THE ARTIST'S EYE: “I think every artist is inspired by what they are passionate about,” Emma Tate says, “and for me that’s horses.”
Story by Janis Barth
Take the gravel path west from the parking lot at the Stone Quarry Hill Art Park, and follow a narrow trail through a thicket of trees pinned with silver badges, each bearing a single verb. (Drool! Snap!)
Walk a bit further and there it is, where the woods open into a small clearing: a life-sized white horse surging from the ground. Two hands reach out through an opening in his chest, one holding a beating heart. An elbow belonging to one of the hands pushes against the left side of the horse’s neck. Look closely, and the shadow of a human face emerges from the other side.
Emma Tate sculpted the horse in terra cotta with a fine white glaze. It’s the second sculpture she ever made and, when she sees it now, the distance of years has not weathered its beauty or the message the horse carries.
Many people, she knows, believe the hands are wrenching the horse’s heart from his body. But in truth, this sculpture is a love story: The hands are offering their human heart to the horse.
“It’s about becoming one – the rider
and the horse becoming one,” Tate says,
running her hand over the clay spikes
of the mane. “It looks very morbid, like
she’s ripping his heart out, but it’s really
“... A horse is just a part of you after
a while. This is about the horse and rider
giving their trust to one another.”
The horse is Figaro, the horse of her
childhood, the one whose name she
still carries on a brass tag on her
keyring. She grew up in Cazenovia,
where her mother taught dressage and
her father was a farrier. Figaro, she says,
was an “amazing horse,” a big bay
Dutch Warmblood who carried her in the years after Pony Club to the Junior Championship and the Young Rider regional dressage team.
He wasn’t the easiest horse to ride or the fanciest, she recalls with a smile. “But I learned how to ride him at each stage of his life,” Tate says, and he returned the favor, a faithful four-legged soul with whom she shared that moment only riders understand – of becoming “one mind, one energy, one fluid motion.”
In college though, she turned in other directions, studying exercise science and competing on the track team in pole vaulting. She took some art classes, but never tried her hand at sculpture until her senior year. Her first piece, Tate says, “was a life-size portrait of myself singing.”

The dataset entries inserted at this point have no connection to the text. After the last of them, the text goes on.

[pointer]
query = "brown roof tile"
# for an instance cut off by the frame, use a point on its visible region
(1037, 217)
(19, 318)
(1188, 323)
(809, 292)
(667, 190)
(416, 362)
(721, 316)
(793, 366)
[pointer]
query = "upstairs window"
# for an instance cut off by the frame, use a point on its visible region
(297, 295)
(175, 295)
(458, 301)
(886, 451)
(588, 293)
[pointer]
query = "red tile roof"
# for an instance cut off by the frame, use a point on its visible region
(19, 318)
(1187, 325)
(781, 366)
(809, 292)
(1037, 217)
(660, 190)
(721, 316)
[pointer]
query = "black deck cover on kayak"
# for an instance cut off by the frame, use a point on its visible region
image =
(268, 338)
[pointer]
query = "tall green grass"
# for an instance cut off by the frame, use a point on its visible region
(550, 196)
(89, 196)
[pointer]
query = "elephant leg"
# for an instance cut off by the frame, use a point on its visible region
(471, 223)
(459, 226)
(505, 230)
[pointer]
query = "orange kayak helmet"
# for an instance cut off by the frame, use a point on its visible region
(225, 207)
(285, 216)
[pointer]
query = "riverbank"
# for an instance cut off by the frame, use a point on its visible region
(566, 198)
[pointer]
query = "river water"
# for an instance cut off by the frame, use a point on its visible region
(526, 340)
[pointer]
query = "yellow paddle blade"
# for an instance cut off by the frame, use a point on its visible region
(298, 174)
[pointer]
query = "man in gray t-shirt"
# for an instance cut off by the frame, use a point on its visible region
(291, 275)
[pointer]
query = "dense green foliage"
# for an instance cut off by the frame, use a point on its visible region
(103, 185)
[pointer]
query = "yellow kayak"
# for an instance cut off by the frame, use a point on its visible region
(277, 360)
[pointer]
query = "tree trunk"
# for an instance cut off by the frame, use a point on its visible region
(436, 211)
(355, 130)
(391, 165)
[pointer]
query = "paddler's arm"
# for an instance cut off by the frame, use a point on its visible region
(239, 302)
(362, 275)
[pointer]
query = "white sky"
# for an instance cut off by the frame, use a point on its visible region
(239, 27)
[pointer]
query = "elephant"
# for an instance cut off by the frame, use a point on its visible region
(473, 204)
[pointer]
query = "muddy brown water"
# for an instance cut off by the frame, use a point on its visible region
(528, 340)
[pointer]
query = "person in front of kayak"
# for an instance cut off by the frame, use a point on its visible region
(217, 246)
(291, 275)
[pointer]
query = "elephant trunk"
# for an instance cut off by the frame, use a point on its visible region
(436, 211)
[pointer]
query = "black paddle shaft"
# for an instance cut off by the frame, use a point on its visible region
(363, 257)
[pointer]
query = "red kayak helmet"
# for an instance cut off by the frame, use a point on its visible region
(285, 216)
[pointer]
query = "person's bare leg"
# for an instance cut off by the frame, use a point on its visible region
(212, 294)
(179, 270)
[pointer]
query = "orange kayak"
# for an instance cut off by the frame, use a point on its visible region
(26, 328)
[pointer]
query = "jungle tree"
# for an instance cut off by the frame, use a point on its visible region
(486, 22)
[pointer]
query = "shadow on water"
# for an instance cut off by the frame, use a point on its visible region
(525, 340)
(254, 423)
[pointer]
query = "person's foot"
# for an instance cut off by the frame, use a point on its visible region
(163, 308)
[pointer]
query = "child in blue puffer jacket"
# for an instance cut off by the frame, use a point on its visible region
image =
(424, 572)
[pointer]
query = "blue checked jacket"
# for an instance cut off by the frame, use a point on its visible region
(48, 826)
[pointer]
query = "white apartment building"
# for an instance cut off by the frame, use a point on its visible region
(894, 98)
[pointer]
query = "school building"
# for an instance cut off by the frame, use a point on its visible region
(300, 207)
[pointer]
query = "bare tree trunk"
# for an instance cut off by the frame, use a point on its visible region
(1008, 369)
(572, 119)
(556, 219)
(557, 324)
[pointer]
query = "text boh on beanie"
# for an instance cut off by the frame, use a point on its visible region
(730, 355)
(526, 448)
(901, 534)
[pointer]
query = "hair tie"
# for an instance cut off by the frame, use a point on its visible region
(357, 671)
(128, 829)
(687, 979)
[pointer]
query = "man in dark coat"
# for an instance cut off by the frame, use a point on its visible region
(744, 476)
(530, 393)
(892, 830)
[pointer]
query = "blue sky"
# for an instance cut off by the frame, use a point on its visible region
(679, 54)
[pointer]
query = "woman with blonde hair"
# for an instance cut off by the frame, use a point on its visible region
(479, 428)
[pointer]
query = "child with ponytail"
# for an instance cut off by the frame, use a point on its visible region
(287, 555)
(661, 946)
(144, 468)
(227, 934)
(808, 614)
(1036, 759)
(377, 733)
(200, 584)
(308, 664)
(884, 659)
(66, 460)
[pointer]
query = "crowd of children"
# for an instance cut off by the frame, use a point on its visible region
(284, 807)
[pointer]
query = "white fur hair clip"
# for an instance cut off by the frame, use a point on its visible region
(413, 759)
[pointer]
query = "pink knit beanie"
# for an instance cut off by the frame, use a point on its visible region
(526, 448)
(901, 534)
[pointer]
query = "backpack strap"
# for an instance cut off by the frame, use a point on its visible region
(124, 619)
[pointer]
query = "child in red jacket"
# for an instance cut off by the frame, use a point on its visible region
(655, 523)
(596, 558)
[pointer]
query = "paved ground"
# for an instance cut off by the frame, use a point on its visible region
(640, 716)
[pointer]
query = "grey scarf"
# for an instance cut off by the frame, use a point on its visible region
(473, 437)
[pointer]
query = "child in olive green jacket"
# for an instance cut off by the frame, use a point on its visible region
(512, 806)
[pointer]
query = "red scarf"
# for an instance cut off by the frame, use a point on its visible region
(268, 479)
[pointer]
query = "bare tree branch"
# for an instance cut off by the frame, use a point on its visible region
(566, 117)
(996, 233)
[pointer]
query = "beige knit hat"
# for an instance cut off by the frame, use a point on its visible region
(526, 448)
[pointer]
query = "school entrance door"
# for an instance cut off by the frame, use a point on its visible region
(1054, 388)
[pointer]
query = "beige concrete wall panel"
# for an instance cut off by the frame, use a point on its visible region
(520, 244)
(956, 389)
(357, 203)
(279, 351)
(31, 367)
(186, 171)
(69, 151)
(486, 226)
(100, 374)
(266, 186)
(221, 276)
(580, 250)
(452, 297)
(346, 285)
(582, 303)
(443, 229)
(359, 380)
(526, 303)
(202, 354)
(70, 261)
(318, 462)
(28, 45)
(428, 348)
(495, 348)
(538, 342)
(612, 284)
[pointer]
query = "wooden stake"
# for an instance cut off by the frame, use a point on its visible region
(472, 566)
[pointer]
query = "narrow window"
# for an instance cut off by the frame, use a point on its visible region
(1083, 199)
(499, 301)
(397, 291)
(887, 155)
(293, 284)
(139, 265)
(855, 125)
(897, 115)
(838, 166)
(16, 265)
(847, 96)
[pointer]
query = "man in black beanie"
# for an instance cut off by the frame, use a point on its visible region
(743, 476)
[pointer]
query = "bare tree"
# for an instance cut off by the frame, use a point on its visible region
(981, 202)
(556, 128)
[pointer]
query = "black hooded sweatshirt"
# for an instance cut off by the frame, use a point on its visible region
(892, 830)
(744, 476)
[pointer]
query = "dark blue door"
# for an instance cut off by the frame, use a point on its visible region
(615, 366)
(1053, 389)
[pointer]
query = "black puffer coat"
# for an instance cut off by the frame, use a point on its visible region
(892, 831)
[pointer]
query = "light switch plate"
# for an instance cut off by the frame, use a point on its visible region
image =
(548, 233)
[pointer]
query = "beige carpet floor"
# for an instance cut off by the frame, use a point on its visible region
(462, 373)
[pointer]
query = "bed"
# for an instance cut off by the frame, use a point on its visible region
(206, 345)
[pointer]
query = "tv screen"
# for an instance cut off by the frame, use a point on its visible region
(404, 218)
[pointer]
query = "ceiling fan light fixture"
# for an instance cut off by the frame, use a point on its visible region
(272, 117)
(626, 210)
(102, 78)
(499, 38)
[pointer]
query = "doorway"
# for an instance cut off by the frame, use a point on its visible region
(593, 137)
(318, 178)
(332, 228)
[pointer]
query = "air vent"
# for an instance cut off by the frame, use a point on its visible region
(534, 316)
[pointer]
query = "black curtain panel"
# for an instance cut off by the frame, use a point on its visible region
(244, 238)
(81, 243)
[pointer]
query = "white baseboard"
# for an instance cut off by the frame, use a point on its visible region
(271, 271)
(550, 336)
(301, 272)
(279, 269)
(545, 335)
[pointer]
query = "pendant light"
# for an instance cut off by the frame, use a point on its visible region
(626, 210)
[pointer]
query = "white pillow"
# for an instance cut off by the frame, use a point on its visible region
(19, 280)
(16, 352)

The second was Figaro, and horses have continued to be her muse and inspiration. She moved to the Netherlands after college to continue her dressage training and created, in Amsterdam, a home and an art studio. Family and New York summers draw her back to Cazenovia. Horses have been the constant.
And so, among her current works, there is
Story Hour – a bust with a distinctly
mischievous air – named after the “sassy,
hot-headed but extremely reliable pony”
who came into Tate’s life when she was 9
and the pony was 24. And there is a worn
riding boot sculpted in fine white clay,
a mare hand-painted in blue vines and a
miniature herd of mustangs.
A pair of sculptures commissioned by Brooke
were sold at the World Equestrian Games
this September to benefit the international
charity, which acts on behalf of working
horses and donkeys.
“I think every artist is inspired by what they are passionate about, and for me that’s horses,” Tate says. “The art is my way of keeping myself close to them, even when I can’t ride or own a horse right now.”
She sculpts her pieces whole. Once the sculpture is finished and firmed, she slices it into pieces, hollows out each piece and puts it all back together. This part, Tate has said, is always the most interesting to her “because more often than not it turns out differently than imagined.”
Some sculptures are smoothed. Others, the slices remain a striking artistic element, almost as if the figure is bandaged or about to unspool.
“People have different ideas: Is it a puzzle? Is it a mummy? And it’s a way to start a conversation about the piece,” Tate says. “Now I always have a slice in something.”
It is a way, too, of looking at life and art: A whole divided, creating something new, beautiful and unique but always connected to its beginning. Becoming One, the name that Tate gave to that first sculpture of horse and human heart, is among those moorings.
In seven years outside, small pieces have chipped from the edges, and patches of glaze have flaked away to reveal the red terracotta beneath. On this late summer day, the skies are low, and the clouds are about to deliver a promised rain. Turning back at the edge of lawn to the little grove of hardwoods, the sculpture glows white beneath the sheltering leaves. Past perfect.